In 1966, Luigi gave an interview in which he discussed how difficult it was to work on the monument.
“I would do it again, even knowing all the hardships involved,” he said. “I would work at Mount Rushmore even without pay, if necessary. It was a great privilege granted me.”
During the Mount Rushmore project, Del Bianco moved his family to Keystone, S.D., where he worked with sculptor Gutzon Borglum to craft the monument out of a mountainside. But in his own workshop, he often made small sculptures and busts. And he asked his little girl to sit for him.
“You know, my father did not talk about Mount Rushmore that much. He was a very modest man,” Gloria says.
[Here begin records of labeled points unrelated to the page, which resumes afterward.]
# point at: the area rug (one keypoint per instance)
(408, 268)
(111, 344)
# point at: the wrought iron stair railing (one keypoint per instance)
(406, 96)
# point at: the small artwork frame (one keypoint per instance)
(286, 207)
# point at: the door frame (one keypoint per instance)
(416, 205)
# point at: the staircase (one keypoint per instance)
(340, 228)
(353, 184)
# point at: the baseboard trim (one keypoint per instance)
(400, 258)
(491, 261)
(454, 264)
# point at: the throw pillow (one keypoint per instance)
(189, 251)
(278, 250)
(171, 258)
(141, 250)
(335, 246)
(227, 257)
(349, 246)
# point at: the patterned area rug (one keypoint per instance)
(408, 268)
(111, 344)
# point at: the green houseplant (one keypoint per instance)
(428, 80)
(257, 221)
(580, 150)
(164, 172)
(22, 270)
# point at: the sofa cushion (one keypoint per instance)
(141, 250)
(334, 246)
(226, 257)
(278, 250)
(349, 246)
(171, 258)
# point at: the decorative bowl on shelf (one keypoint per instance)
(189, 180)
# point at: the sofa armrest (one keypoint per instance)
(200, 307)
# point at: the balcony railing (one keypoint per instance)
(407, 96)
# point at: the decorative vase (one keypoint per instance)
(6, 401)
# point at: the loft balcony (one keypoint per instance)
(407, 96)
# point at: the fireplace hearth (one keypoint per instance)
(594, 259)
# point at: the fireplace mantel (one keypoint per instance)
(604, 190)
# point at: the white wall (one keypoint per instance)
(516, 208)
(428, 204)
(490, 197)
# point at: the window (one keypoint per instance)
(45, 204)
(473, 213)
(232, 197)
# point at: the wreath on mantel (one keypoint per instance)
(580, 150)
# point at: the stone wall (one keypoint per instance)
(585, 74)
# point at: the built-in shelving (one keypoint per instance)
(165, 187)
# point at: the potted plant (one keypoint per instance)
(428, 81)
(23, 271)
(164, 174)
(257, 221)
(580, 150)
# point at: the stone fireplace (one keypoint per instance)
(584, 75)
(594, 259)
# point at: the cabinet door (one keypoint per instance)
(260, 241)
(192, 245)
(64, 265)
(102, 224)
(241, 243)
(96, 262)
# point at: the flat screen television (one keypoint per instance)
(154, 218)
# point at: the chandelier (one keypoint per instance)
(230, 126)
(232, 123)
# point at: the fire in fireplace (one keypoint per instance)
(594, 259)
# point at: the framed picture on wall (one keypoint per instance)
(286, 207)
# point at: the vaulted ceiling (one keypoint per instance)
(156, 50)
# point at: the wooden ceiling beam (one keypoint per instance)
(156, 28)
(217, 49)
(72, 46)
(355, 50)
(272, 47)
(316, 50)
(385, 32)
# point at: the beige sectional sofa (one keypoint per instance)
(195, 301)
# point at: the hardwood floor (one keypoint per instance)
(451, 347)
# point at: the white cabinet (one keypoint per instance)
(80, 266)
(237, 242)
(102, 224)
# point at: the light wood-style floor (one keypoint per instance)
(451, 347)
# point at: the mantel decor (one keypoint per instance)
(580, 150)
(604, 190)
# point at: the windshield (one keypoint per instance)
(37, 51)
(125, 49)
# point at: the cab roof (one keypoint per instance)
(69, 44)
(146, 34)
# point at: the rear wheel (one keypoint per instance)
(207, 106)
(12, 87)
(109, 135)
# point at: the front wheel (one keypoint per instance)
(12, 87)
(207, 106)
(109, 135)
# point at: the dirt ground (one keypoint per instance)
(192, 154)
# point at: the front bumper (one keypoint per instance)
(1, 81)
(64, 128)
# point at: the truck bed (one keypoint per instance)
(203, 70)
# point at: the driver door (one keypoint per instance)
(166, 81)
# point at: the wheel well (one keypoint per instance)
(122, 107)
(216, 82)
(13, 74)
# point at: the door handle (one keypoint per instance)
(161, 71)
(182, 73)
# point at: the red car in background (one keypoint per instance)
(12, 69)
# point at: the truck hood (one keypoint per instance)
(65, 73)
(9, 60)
“And when I was little, my father wanted to carve me, but being the rambunctious, impatient child that I was, I wouldn’t sit for him,” she says. “And my mother would say, ‘Please go sit for your father — he won’t keep you long, just a little bit.’ “
But that sitting never took place.
“Of course, I regret it terribly today,” Gloria says. “I would have loved to have had a bust. You know, I didn’t realize the importance of my father’s work on Mount Rushmore till I was much older.”
Luigi Del Bianco died on Jan. 20, 1969. Lou Del Bianco has created a website honoring his grandfather’s contributions to the monument.